Introduction to visualization, marks, and channels, select and justify a data abstraction to use for a given task, and table data part

## Part 1 - Analyze plots¶

Provide an analysis of the following plots:

#### 1(a)¶

1ai. State which mark type and which visual channels are being used to visually encode which attributes.

![rubric snippet](rubric_img/snip-1q.png)

• Marks:
• area marks encode the items representing locales. [give full credit for any synonym like regions, geographic areas, world regions, etc. this solution key avoids the term region for the items since it's ambiguous whether it means regions of the world or regions on the display!]
• alternative answer of line mark is only given full credit if size/width/area is also mentioned as a channel below.
• Channels:
• vertical position (along a common scale) encodes the quantitative attribute of per-capita pollution. [give full credit even if common scale not mentioned explicitly]
• 1D size (width) encodes quantitative attribute population. [do not give full credit for horizontal position, which implies absolute position along a common scale; it's size coded not position coded!]
• color (hue) encodes categorical attribute locale name [give full credit for any combination of color and/or hue]
• the horizontal axis is separated into regions that are aligned vertically and ordered horizontally by the per-capita pollution attribute [this answer not required for full credit. give spark mark if separate/order/align discussed correctly.]
• *label/text is acceptable [not required, but no credit lost if it is listed] *
##### 1aii. State if any attributes are redundantly coded with morethan one channel.¶

![rubric snippet](rubric_img/snip-1q.png)

No. [full credit if label/text identified as a channel and then claim is redundant because have both color and text]

##### 1aiii. Specify two abstract tasks for which this visual encoding would be effective.¶

![rubric snippet](rubric_img/snip-1q.png)

This visual encoding would be effective for:

• Comparing values among groups.
• Looking up values.
##### 1aiv. Describe the maximum scale for which a plot of this type would be effective (in terms of the number of items, the number of attributes, and the number of distinct levels for the attributes).¶

![rubric snippet](rubric_img/snip-1q.png)

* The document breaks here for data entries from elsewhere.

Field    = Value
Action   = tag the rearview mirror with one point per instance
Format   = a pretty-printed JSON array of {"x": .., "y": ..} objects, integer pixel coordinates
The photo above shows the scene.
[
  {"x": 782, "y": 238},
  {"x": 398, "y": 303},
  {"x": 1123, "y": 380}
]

This kind of plot could scale up to one or two dozen items [give full credit for any answer from 10 to 50]. It encodes three attributes: population, per-capita pollution, and region name [do not give full credit for four attributes]. It scales to hundreds of levels for the quantiative population and pollution attributes and a dozen or so levels for the categorical locale name attributes. [Since this quiz does not cover the use of color, the full credit given for arguing for more locale levels, students are not expected to discuss the fact that the scalability of categorical color coding is limited to a dozen or so levels.]

#### 1(b)¶

##### 1bi. State which mark type and which visual channels are being used to visually encode which attributes.¶

![rubric snippet](rubric_img/snip-1q.png)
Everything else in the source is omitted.